One of the more impressive aspects of Michael Gove, the shadow schools secretary whom I interviewed for this week's magazine, is his grasp of detail and willingness to talk to people within the sector about policy rather more fully than his predecessors.

But there is a timely reminder today of one area where he and his Tory colleagues remain committed to a policy that owes more to popular myth than realistic policy. Today's school exclusion statistics show that the number of exclusions is falling, both in numbers of permanent expulsions and temporary suspensions.
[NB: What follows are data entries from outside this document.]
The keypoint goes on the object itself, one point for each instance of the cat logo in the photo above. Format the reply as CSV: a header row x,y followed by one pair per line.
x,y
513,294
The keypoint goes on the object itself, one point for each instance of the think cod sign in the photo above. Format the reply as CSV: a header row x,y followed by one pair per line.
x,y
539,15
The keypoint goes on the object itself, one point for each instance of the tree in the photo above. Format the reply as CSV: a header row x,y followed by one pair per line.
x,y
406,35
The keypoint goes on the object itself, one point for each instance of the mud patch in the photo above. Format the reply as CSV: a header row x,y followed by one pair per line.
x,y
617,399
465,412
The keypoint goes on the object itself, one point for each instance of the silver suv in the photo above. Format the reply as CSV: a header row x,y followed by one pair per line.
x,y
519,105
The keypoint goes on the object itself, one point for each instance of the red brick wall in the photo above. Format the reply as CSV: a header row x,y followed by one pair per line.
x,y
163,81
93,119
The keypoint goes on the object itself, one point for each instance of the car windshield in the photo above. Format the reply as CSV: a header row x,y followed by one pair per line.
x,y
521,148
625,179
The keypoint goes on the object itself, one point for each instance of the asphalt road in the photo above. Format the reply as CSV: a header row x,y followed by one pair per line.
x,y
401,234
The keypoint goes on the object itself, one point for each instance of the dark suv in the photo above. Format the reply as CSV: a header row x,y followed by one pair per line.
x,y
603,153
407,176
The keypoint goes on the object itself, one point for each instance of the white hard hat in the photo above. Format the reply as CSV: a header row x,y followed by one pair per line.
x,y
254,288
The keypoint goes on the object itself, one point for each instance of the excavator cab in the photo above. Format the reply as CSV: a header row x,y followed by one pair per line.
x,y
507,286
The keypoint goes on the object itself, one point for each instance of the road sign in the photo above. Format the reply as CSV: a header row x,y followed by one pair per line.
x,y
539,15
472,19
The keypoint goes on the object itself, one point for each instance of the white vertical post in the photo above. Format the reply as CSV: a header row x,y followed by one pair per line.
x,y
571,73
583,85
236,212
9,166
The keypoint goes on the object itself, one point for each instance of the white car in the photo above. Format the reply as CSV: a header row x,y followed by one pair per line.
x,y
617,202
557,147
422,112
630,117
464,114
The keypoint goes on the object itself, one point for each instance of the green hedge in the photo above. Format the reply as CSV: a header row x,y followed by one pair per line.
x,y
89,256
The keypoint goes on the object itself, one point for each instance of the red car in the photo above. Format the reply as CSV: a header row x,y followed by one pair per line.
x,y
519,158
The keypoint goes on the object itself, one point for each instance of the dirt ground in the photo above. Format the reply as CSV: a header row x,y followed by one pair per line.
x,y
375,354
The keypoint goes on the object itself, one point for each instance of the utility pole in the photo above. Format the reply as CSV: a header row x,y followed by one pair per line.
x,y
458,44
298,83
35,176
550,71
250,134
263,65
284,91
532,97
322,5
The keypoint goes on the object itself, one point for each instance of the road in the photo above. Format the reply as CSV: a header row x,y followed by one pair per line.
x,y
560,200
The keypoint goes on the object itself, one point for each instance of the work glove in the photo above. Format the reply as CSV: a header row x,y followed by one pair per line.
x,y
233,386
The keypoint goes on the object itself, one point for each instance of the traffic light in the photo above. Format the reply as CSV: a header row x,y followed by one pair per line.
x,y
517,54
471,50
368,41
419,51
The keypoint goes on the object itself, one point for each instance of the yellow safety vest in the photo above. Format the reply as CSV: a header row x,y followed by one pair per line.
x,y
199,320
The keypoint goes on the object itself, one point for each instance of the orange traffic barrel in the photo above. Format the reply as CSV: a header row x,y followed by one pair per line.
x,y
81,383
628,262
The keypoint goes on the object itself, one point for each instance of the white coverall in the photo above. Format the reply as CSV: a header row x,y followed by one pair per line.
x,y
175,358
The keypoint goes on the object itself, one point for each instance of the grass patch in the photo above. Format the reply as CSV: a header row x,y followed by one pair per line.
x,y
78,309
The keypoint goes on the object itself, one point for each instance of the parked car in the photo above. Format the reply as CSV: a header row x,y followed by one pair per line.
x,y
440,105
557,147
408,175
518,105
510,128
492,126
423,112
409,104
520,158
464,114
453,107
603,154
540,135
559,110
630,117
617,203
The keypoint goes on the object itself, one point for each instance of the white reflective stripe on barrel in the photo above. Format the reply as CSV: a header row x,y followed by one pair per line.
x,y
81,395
Just as importantly, they show the irrelevance of what has been the main plank of David Cameron's policy on school discipline: a commitment to abolish appeal panels where parents unhappy with their child's exclusion can ask a panel set up by the local authority, but including people from education, to reverse the decision. The key facts on appeals today (see Table 11) are these:

  • in 2007/08 there were some 780 appeals lodged by parents against the permanent exclusion of their child. This represents a decrease of 25% since the previous year
  • of the appeals heard, 26% were determined in favour of the parent, which represents an increase of 1.3% since the previous year
  • of the appeals determined in favour of the parent, reinstatement of the pupil was directed for 35% of cases, a decrease of almost 5% since the previous year

In reality, that means that just 60 cases out of 8,130 permanent exclusions, out of 7.3 million pupils, result in a pupil being reinstated as a result of appeals panels. And the number of reinstatements has been falling – from 150 in 2002/3 and 100 in 2006/7 – as the panels look for alternatives.

This is why many head teachers, including the main secondary heads' association, Association of School and College Leaders, want the panels to stay. They prefer the panels’ decisions to the greater cost and uncertainty that might result in the courts if parents were unhappy that the school governors - as is likely - rejected any appeals. Another one for the historic policy bin, perhaps?